Montag, 23. März 2015

Dr. Strate im Interview in der Neue Juristische Wochenschrift (NJW)



Dr. Strate im Interview in der Neue Juristische Wochenschrift (NJW)

Das bestätigt nach Jahren meine Erfahrung mit der Vios Klinik Haina, Gießen, Riedstadt. Menschen werden hier ausgebeutet und benutzt, wer seine Rechte in Anspruch nimmt wird schwerst Sanktioniert . Sanktionen entstehen aus reiner Willkür.
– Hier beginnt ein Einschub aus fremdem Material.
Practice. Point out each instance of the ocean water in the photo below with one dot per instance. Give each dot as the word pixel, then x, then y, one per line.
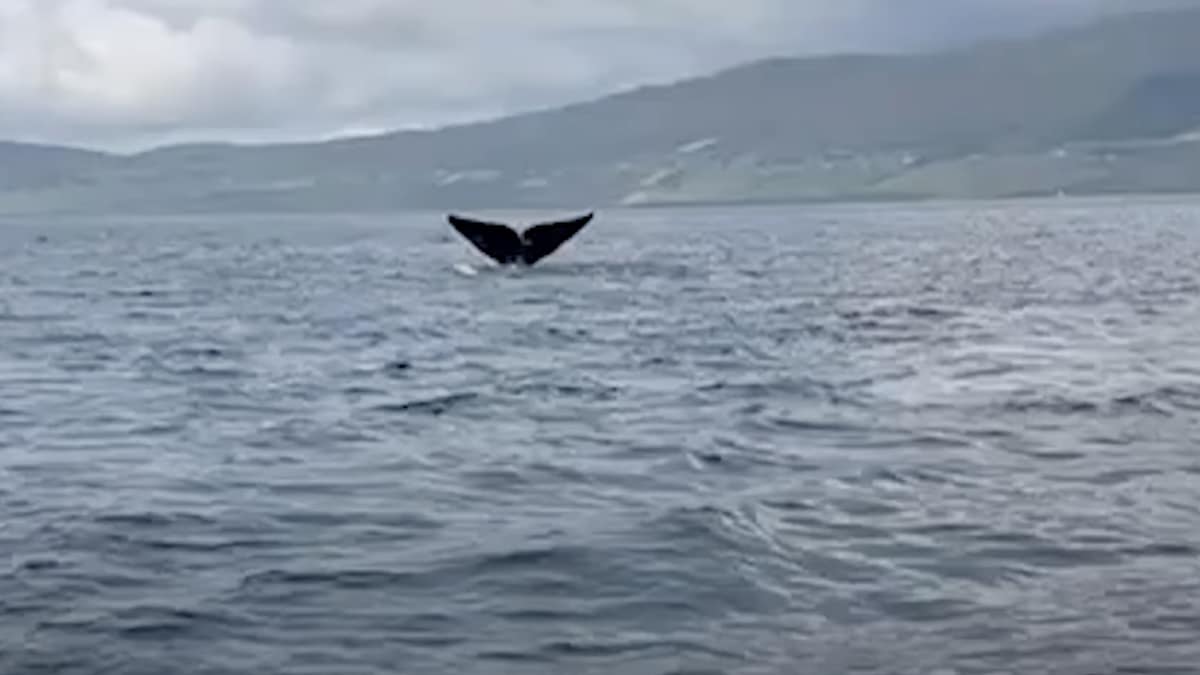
pixel 939 438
Diagnosen stellen hier nicht nur die sogenannten Ärzte sondern auch die faulen Pfleger. Pfleger haben die einzige Aufgabe. Patienten den ganzen Tag zu schikanieren und zu bedrohen, anschließend wird dann dem Patienten eine Bedrohung unterstellt.

Dr. Strate im Interview in der Neue Juristische Wochenschrift (NJW):Forensische Psychiatrie kommt dem Kaffeesatz gleich
Die von nahezu allen Richtern und Anwälten gelesene extrem sorgfältig redigierteNeue Juristische Wochenschrift (NJW), in der vor allem aktuelle Urteile dokumentiert werden, die für die Rechtsentwicklung wichtig sind, hat in der Nr. 11 ein ganzseitiges Interview mit Gerhard Strate veröffentlicht. Dass zeigt, dass sein Buch "Der Fall Mollath" in Juristenkreisen sehr ernst genommen wird und hoffentlich die weitere Diskussion um den § 63 in Richtung Abschaffung dieses Unrechtsparagraphen befördert. Siehe Inhaltsverzeichnis unten: http://rsw.beck.de/rsw/upload/NJW/NJW_Inhalt_11_2015.pdf

Wir zitieren aus dem Interview - vollständig nachzulesen z.B. in jeder Bibliothek einer Universität mit Juristenausbildung:
NJW: Herr Strate, von forensisch-psychiatrischen Sachverständigen halten Sie nicht viel. Ihrer Meinung nach ist deren Wirken mit einem Rechtsstaat unvereinbar. Können Sie uns das erläutern?
Strate: Seit rund 150 Jahren versuchen Nervenheilkundler, den Ursachen psychischer Erkrankungen auf die Spur zu kommen. Das Ergebnis dieser Bemühungen geht gen Null. Stattdessen begnügt sich die heutige Psychiatrie mit Klassifikationssystemen wie dem ICD 10, die im Grunde keine Diagnosen darstellen, sondern die Zuordnung bestimmter Verhaltenssymptome zu bestimmten Krankheitsbildern sind. Mehr nicht. Kein Arzt ist daran gehindert, trotz mangelnder Kenntnis über die eigentlichen Ursachen psychischer Erkrankungen sich um die beschädigte Seele eines Patienten zu bemühen. Schlimm wird es aber, wenn die Psychiatrie, obwohl sie über die Erfassung von Symptomen nicht hinauskommt und im Grunde nichts weiß, als so genannte forensische Psychiatrie über Schuld oder Unschuld, über Freiheit oder Unfreiheit eines Menschen oder gar über vermeintliche Therapien unter Anwendung körperlichen Zwangs (mit-)entscheidet. Die Arbeitsergebnisse der forensischen Psychiatrie erfüllen mehrheitlich nicht ansatzweise die Mindestanforderungen, die man an jedes andere Beweismittel stellen würde, sondern spinnen ihre Opfer in ein dichtes Gewirkt aus halbgaren Mutmaßungen und über-griffigen Feststellungen ein. Ältere Damen, die den Kaffeesatz lesen, arbeiten auf gleichem Niveau....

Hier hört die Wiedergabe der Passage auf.